Wer weniger Zeit mit Essen zubringen muss, hat mehr Freiraum zum Erobern, Entdecken und Erfinden. Aus diesem einfachen Grund könnte die heutige evolutionäre Vormachtsstellung des Menschen der Einführung von Fast Food geschuldet sein. Oder anders formuliert: Mundgerecht zerkleinerte und gekochte Nahrung ist rasch verputzt. Und während die Konkurrenz im Sinne der Darwinschen Evolutionstheorie noch stundenlang auf irgendwelcher schwer verdaulichen Rohkost rumkaut, kann der bestens gesättigte Mensch schon ausziehen, um sich die Welt untertan zu machen. Allerdings müsste die Menschheit, wenn das stimmen sollte, schon ausgesprochen früh den Kochlöffel geschwungen haben. Und genau für diese Vermutung haben Wissenschaftler jetzt präzise Hinweise gefunden.

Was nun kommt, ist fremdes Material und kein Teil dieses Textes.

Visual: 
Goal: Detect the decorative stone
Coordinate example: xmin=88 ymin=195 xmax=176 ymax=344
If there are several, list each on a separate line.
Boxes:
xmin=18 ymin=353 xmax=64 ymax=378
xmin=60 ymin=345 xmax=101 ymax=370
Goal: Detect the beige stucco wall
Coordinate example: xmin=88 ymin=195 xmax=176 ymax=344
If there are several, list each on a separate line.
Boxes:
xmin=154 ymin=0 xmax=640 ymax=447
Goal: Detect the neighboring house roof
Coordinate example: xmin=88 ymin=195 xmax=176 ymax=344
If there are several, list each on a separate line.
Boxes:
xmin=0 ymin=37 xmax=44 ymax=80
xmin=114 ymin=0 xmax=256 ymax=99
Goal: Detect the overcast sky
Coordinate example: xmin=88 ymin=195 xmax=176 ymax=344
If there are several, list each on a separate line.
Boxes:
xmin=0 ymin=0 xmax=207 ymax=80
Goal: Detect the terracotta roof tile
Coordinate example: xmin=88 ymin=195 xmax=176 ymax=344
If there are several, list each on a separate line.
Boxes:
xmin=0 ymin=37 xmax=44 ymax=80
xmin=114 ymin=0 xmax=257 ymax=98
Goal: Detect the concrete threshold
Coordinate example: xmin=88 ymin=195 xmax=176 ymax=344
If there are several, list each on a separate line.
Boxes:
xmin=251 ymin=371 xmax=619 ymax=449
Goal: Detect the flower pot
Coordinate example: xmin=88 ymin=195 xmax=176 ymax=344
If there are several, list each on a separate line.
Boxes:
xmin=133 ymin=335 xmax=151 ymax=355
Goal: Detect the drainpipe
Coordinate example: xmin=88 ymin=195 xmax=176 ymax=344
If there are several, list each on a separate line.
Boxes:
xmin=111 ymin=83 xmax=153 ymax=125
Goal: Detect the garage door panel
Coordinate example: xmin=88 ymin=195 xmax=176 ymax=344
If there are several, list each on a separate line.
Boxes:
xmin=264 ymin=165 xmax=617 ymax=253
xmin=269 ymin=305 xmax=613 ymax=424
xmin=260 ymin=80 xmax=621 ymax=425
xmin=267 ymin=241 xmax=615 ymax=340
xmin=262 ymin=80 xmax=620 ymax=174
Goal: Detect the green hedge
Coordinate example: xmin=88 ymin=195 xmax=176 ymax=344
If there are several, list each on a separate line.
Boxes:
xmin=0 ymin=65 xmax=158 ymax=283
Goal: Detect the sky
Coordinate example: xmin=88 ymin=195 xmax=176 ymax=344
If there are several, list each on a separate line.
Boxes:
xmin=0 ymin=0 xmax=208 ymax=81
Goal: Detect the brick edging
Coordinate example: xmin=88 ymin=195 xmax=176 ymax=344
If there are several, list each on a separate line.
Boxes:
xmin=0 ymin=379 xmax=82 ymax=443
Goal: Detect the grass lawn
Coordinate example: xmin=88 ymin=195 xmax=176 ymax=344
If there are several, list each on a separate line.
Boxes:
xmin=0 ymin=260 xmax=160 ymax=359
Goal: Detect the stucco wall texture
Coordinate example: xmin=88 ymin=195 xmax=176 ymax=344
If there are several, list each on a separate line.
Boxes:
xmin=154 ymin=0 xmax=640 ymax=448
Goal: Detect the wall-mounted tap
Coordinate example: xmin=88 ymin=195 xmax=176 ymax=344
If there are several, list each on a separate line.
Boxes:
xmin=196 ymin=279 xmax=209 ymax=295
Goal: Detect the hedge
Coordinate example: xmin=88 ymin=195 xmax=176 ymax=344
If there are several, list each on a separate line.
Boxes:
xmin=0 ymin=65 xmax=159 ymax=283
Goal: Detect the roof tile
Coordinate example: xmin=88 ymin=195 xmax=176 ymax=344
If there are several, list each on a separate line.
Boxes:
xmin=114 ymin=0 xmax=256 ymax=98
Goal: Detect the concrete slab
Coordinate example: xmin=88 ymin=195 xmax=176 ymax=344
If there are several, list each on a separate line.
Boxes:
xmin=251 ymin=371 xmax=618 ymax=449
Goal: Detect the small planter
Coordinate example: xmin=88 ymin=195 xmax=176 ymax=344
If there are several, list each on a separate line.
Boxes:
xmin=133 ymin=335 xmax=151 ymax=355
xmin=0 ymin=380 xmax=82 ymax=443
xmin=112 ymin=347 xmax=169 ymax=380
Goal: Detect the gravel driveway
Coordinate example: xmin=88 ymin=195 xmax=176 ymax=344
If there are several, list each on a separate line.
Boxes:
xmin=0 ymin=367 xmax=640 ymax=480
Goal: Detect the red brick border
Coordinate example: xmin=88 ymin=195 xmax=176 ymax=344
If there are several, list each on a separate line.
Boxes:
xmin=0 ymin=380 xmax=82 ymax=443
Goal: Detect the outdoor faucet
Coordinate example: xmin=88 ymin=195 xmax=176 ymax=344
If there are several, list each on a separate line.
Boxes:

Schnellrestaurants à la Pleistozän
Schnell essen, und dann schnell wieder ab nach Draußen – das war schon vor wenigstens zwei Millionen Jahren die intelligente Devise des Homo Erectus. Wenn man sich vergegenwärtigt, dass unsere Vettern, die Schimpansen, in freier Wildbahn sieben Stunden mit dem Aufspüren und dem Verzehren von Nahrung zubringen, dann kann man sich vorstellen, welche enorme Zeitersparnis mit einer zügig einzunehmenden, weil gleichsam „vorverdauten“ Nahrung erzielt werden kann. In diesem Sinne tat der Homo Erectus gut daran, bei Tisch rasch zu schlingen. Möglich wurde dies allerdings nur durch die Einführung der ersten, mit urtümlichen Kochwerkzeugen ausgestatteten Köchinnen. Und denen hat jetzt Chris Organa samt seinem Team buchstäblich ins Maul geschaut.
Zähne zeigen
Organa und seine wissenschaftlichen Mitstreiter haben die Zähne und Kieferknochen unterschiedlicher Primaten, Vor- und Frühmenschen genauer unter die Lupe genommen. Anhand der typischen Abnutzungserscheinungen wollten sie bestimmen, zu welcher Zeit wohl der erste dampfende Gemüseeintopf oder die erste gegarte Mammutkeule auf den Tisch gekommen sein mag. Als Referenz diente ihnen dabei das durchschnittliche gesunde Gebiss, wie es der moderne Zahnarzt heute tagtäglich in seiner Praxis zu sehen bekommt. Unsere modernen Kauleisten sind nämlich inzwischen ausgesprochen zierlich geraten, da wir unsere Zähne nicht mehr für das stundenlange Zerlegen widerspenstiger, zäher und harter Nahrung brauchen. Die Hypothese der Forscher: Wenn ihre knöchernen Studienobjekte ähnlich klein ausfallen, wie ihre modernen Nachfahren, dann haben sie zu Lebzeiten in den Mündern von Schnellessern in prähistorischen Fast Food Restaurants ihren Dienst versehen. Und tatsächlich: Sowohl der Neandertaler als auch der Homo Erectus haben mit an Sicherheit grenzender Wahrscheinlichkeit die gleiche Zeit bei Tisch zugebracht, wie wir das heute tun. Also etwa eine dreiviertel Stunde pro Tag. Was die Schlussfolgerung erlaubt, dass hier schon zünftig gekocht wurde. Und es wäre sogar möglich, dass die Wiege der Kochkunst (und damit der Evolutions-Turbo der gesamten Menschheit) in Ostafrika gestanden hat. Denn es ist ziemlich wahrscheinlich, dass auch schon der Homo Habilis, sozusagen der „Mensch 1.0“, seine Speisen mundgerecht und leicht bekömmlich zuzubereiten verstand. Und auch das ist schon zwei Millionen Jahre her.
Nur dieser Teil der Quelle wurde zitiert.